NEW YORK–The Bank of New York Mellon reported it is now “employing” dozens of artificial intelligence-powered “digital employees” that have their own company logins and that work alongside its human staff.
Similar to human employees, these digital workers have direct managers they report to and work autonomously in areas like coding and payment instruction validation, Chief Information Officer Leigh-Ann Russell, told the Wall Street Journal.

In the near future they will also have access to their own email accounts and may even be able to communicate with colleagues in other ways like through Microsoft Teams, according to a bank spokesperson, who said within six months the bank expects the AI tech to be “very, very prevalent.”
The Wall Street Journal noted that what the bank is calling “digital workers” is called “AI agents” by other institutions.

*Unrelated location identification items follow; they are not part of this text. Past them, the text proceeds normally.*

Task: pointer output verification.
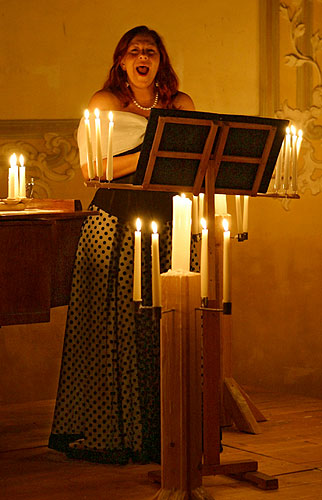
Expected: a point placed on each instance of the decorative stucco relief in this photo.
(53, 158)
(309, 120)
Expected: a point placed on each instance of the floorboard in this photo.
(289, 447)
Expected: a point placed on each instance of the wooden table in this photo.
(37, 252)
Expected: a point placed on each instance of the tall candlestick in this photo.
(220, 204)
(238, 214)
(245, 214)
(294, 159)
(89, 149)
(299, 142)
(201, 198)
(286, 179)
(204, 260)
(22, 178)
(137, 262)
(181, 234)
(13, 188)
(156, 278)
(11, 177)
(99, 159)
(195, 215)
(109, 161)
(226, 264)
(278, 169)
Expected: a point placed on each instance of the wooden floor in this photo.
(289, 448)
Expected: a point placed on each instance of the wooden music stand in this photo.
(205, 152)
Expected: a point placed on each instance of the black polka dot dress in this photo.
(108, 402)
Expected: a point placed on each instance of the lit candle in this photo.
(99, 160)
(181, 233)
(156, 278)
(109, 161)
(295, 155)
(226, 264)
(14, 176)
(137, 262)
(201, 209)
(294, 159)
(220, 204)
(90, 164)
(195, 215)
(11, 178)
(278, 170)
(204, 260)
(238, 214)
(245, 214)
(299, 142)
(286, 180)
(22, 178)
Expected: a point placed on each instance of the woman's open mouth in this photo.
(142, 70)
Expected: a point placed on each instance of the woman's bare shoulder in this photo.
(104, 100)
(183, 101)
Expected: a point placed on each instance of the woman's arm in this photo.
(122, 165)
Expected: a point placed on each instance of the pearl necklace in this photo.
(147, 109)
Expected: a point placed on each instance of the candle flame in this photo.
(13, 160)
(225, 224)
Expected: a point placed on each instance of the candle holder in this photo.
(226, 308)
(242, 236)
(156, 310)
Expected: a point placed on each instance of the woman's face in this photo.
(141, 61)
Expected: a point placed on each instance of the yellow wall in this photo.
(54, 56)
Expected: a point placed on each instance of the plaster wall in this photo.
(53, 57)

Increasingly Replicating Humans
“Others aren’t necessarily taking the same approach of granting their AI full logins, but many say that they are shaping AI into applications that increasingly replicate the capabilities and workflows of human employees, taking on more and more tasks in areas like the software development life cycle and research,” according to the Journal.
According to the report, BNY said it took three months for its AI Hub to spin up two digital employee personas: one designed to clean up vulnerabilities in code and one designed to validate payment instructions.
“Each persona can exist in a few dozen instances, and each instance is assigned to work narrowly within a particular team,” a spokesperson said, adding that that way no digital employee has broad access to information across the company.
“Because they have their own logins, and can directly access the same apps as human employees, they can work autonomously,” the spokesperson explained to the Journal. “For example, a digital engineer can log into company systems and see there’s a vulnerability that needs to be patched, write the new code to patch it, and then pass it on to a human manager for approval in the system.”
Can Contact Managers
BNY said it’s aiming to grant its digital workforce access to more enterprise communication systems, such as email and Microsoft Teams, allowing them to proactively contact their human managers for issues they can’t solve, the report added.